Not every move worked. Trading platoon-infielder Scott Sizemore for lefty reliever David Purcey was a mistake, and Purcey was soon released. Rookie starter Jacob Turner wasn’t ready. Reliever David Pauley, who accompanied Fister, hasn’t helped.

But the Tigers knew inaction would only abet incompetence. Other teams idled: how many at-bats vs. lefthanders did the White Sox need to know Adam Dunn was done? how many starts did the Red Sox need to see that John Lackey was a burden heavier to carry than his contract? how many months and how much money did the Giants allow Miguel Tejada to waste?
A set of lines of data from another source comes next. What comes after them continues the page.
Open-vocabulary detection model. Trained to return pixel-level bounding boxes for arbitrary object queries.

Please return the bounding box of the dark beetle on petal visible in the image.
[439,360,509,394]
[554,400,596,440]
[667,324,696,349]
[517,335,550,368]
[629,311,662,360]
Acting, though, didn’t mean overreacting. The Tigers didn’t jettison reliever Joaquin Benoit, whose ERA was still more than 5.00 as late as June 20; since July 1 Benoit has allowed but 13 hits and four runs in his last 27.1 innings. He’s made the eighth inning as secure as a Justin Verlander start. Judgment matters.

(You can argue the Tigers may not have had much choice. They were fairly criticized for paying Benoit — the best reliever on last year’s free-agent market — $5.5 million; the Yankees muted that by paying Rafael Soriano nearly twice as much and received a bad elbow in return.)
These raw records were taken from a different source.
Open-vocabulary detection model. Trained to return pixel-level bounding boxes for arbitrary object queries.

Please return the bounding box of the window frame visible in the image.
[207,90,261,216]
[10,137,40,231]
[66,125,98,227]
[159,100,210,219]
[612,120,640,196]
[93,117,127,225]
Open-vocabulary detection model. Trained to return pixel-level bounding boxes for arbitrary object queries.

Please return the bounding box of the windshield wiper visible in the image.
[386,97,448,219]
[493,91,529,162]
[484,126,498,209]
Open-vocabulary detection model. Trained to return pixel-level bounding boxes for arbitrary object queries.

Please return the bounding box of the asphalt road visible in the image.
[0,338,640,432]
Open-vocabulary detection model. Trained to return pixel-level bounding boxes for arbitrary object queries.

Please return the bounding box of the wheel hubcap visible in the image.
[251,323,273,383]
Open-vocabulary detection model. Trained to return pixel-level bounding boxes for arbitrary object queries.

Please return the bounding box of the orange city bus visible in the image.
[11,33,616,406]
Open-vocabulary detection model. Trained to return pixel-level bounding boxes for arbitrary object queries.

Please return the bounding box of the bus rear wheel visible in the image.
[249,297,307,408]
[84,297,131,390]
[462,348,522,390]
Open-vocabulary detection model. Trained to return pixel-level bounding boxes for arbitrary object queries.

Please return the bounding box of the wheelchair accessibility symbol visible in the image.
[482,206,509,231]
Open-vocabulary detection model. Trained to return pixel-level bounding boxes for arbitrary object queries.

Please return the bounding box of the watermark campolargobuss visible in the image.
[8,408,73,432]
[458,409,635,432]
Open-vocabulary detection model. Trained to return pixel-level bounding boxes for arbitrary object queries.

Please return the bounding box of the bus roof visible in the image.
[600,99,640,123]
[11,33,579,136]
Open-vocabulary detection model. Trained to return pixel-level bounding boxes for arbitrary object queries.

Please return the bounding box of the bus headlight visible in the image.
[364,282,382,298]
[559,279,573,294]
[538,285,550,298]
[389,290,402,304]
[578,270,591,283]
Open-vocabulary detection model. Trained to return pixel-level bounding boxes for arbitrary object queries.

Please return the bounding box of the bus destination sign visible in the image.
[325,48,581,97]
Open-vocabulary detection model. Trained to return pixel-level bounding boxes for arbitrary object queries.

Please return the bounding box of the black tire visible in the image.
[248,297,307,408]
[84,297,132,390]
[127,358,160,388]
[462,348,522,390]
You can’t argue, as the New York Times did Sunday, that the Tigers benefited from the 2009 trade which sent Curtis Granderson to the Yankees, Austin Jackson, Max Scherzer and two replacement-level lefty relievers to the Tigers and Ian Kennedy and Edwin Jackson to the Diamondbacks.

That’s revisionist evaluation. It’s like suggesting the Matt Millen tenure as GM was positive for the Lions because they’re 2-0 this year. The Tigers are winning in spite of the 2009 trade, not because of it. It should be inarguable that the Tigers would be an even better team today if they had Granderson instead of Scherzer and Austin Jackson, even if it meant they were stuck with Edwin Jackson, too.

Two of three teams improved in that trade; the Tigers just weren’t one of them. “We achieved what we needed to,” Tigers GM Dave Dombrowski told the Times, but it’s hard to believe that dumping an MVP candidate on a team that has several annually is really what the Tigers needed to do.

None of that should detract from what the Tigers did this summer. Because they really did do what they needed to. If nothing else, they showed their competitors that hope is not a strategy.